Esta raza poderosa que se encargó de llevar a cabo todo esto de los mundos recibe el nombre de Titanes.

Los Titanes eran dioses colosales de piel metálica y de una fuerza extraordinaria, exploraron el naciente universo y trabajaron en los mundos que iban encontrando.

Estos eran cuatro y cada uno representaba un elemento de la naturaleza: el fuego, el agua, el aire y el viento. No está claro de dónde venían, pero sí dónde vivían: Kandara. Algunos dicen que nacieron de la Tierra Madre y otros que nacieron de simples mujeres y hombre que poblaban la Tierra, pero a la llegada de los Titanes estos hombres se extinguieron o ellos mismos los exterminaron. Nadie lo sabe a ciencia cierta.

Kandara es un palacio situado en lo alto de las nubes, construido con perlas, diamantes, con todas aquellas piedras preciosas que podáis imaginar. Se organizaron los mundos elevando montañas y vaciando océanos, ríos y mares. Rompieron los cielos y, a través de ellos, surgieron las atmósferas respirables que permitirían la vida.

En cada lugar que encontraron elaboraron unas directrices para dar orden al caos existente.

Al mismo tiempo, le dieron diferentes habilidades, capacidades y destrezas a razas primitivas para que trabajaran y mantuvieran la integridad de sus respectivos mundos.
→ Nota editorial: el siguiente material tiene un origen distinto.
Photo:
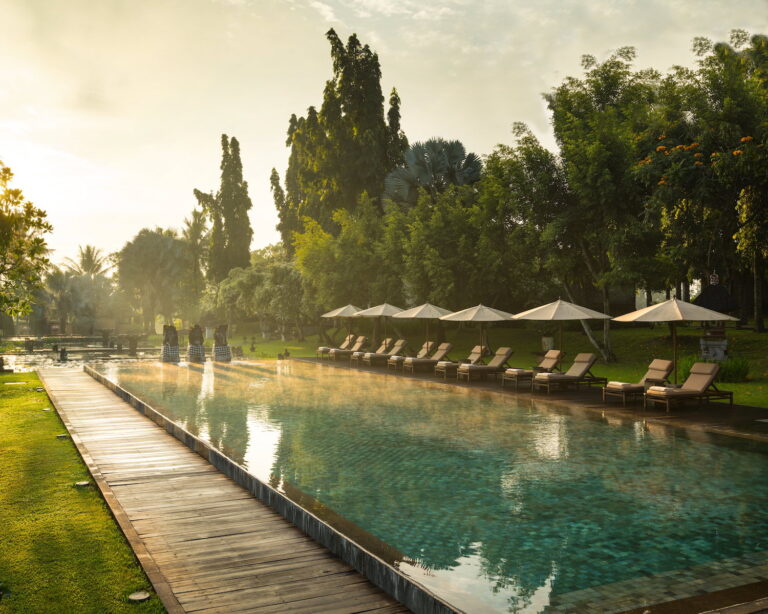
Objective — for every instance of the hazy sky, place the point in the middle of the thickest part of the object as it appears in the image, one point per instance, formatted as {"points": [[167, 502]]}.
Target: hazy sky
{"points": [[111, 110]]}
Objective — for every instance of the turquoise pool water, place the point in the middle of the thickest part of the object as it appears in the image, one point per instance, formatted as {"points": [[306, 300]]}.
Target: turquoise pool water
{"points": [[494, 502]]}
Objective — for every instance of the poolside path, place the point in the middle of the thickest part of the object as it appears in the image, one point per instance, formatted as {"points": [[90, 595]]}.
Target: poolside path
{"points": [[206, 544]]}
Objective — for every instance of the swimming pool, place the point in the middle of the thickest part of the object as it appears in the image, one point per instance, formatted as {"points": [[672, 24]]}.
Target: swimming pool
{"points": [[492, 502]]}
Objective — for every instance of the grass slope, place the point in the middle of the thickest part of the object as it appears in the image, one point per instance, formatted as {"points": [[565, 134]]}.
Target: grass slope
{"points": [[61, 549], [634, 347]]}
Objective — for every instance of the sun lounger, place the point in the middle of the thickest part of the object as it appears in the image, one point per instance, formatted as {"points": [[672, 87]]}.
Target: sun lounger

Esas razas construyeron un mundo en el que se podía vivir, un mundo habitable para todas las razas y todos los seres vivos de este universo.
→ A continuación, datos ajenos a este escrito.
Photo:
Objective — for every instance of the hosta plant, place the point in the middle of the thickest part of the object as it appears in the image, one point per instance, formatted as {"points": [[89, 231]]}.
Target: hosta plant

Guiados por su confianza de crear un mundo mejor donde las tinieblas estaban lejos, decidieron echar a todo ser maligno de sus mundos para salvaguardar el equilibrio de los mismos.

Siempre estuvieron vigilantes contra el ataque de las viles razas de Dendir, el hogar de un número infinito de seres malvados, cuyo único objetivo era destruir la vida, penetrar en el otro mundo y dominar ambos.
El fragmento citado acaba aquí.